Lorsque le conteneur est enfin déchargé à Gaza, il ne lui est pas permis de retourner en Israël, ce quioblige la société importatrice à payer à la société de transport une compensation de 2.000 $US.
En fin de compte, ce conteneur chargé de 4.000 $US d’ustensiles de cuisine a dû payer 443 dollars de coûts d’entreposage aux autorités portuaires israéliennes, 2.000 $US de transport et 2.000 $US pour le conteneur. Lorsqu’on l’a ouvert, on a constaté que 1.500 $US de marchandises avaient été volés au cours de ce long processus (presque deux mois !), alors que les marchandises étaient sensées se trouver sous la protection des autorités israéliennes. La société importatrice a ainsi fini par payer 8.443 $US pour 2.500$US de marchandises (soit 337,7% de leur valeur).
Voici pourquoi les importations palestiniennes sont en baisse tandis que les prix augmentent. Aussi difficile que ce soit à imaginer, selon la Banque Mondiale, le prix du transport de passagers a contribué à augmenter l’indice des prix encore plus que le coût du transport de marchandises.

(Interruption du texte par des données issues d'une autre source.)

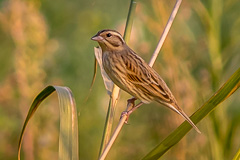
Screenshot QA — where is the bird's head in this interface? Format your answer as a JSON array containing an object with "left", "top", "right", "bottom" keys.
[{"left": 91, "top": 29, "right": 125, "bottom": 51}]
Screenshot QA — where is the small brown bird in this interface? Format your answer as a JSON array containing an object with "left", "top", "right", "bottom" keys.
[{"left": 91, "top": 29, "right": 201, "bottom": 133}]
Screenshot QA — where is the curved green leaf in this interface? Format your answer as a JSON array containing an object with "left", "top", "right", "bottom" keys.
[
  {"left": 18, "top": 86, "right": 79, "bottom": 160},
  {"left": 143, "top": 68, "right": 240, "bottom": 160}
]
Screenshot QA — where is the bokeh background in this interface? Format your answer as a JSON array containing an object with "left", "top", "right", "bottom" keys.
[{"left": 0, "top": 0, "right": 240, "bottom": 160}]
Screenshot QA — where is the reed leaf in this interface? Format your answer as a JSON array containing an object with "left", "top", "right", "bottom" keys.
[
  {"left": 18, "top": 86, "right": 79, "bottom": 160},
  {"left": 143, "top": 68, "right": 240, "bottom": 160}
]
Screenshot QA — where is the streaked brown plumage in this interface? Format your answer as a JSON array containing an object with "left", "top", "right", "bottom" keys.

Ceci est dû à la nécessité d’utiliser un grand nombre de taxis et de réaliser un nombre infini de tentatives avant de pouvoir enfin se rendre à destination (non seulement pour des destinations en Israël même, mais surtout pour se rendre au village voisin ou dans la ville d’à-côté, ce qui implique également de contourner les barrages routiers intérieurs).
En conclusion, l’inflation, si elle obéit à des mécanismes différents en Israël et dans les territoires palestiniens occupés, puise à la même racine. Les politiques israéliennes, responsables de la profonde récession qui frappe l’économie israélienne et entraîne la déflation, sont également à l’origine des difficiles conditions de l’économie palestinienne qui entraînent l’inflation.
Sources :(1) Twenty-Seven Months - Intifada, Closures and Palestinian Economic Crisis, An Assessment, The World Bank, May 2003, Jerusalem. (Vingt-sept mois d’Intifada, Fermetures et crise économique palestinienne - Une évalutation - Banque Mondiale, 2003, Jérusalem)(2) Massar Associates, A Strategy for Private Sector Development in the West Bank and Gaza : From Crisis to Sustainable Growth (Une stratégie de développement du secteur privé en Cisjordanie et à Gaza : de la crise à la croissance durable)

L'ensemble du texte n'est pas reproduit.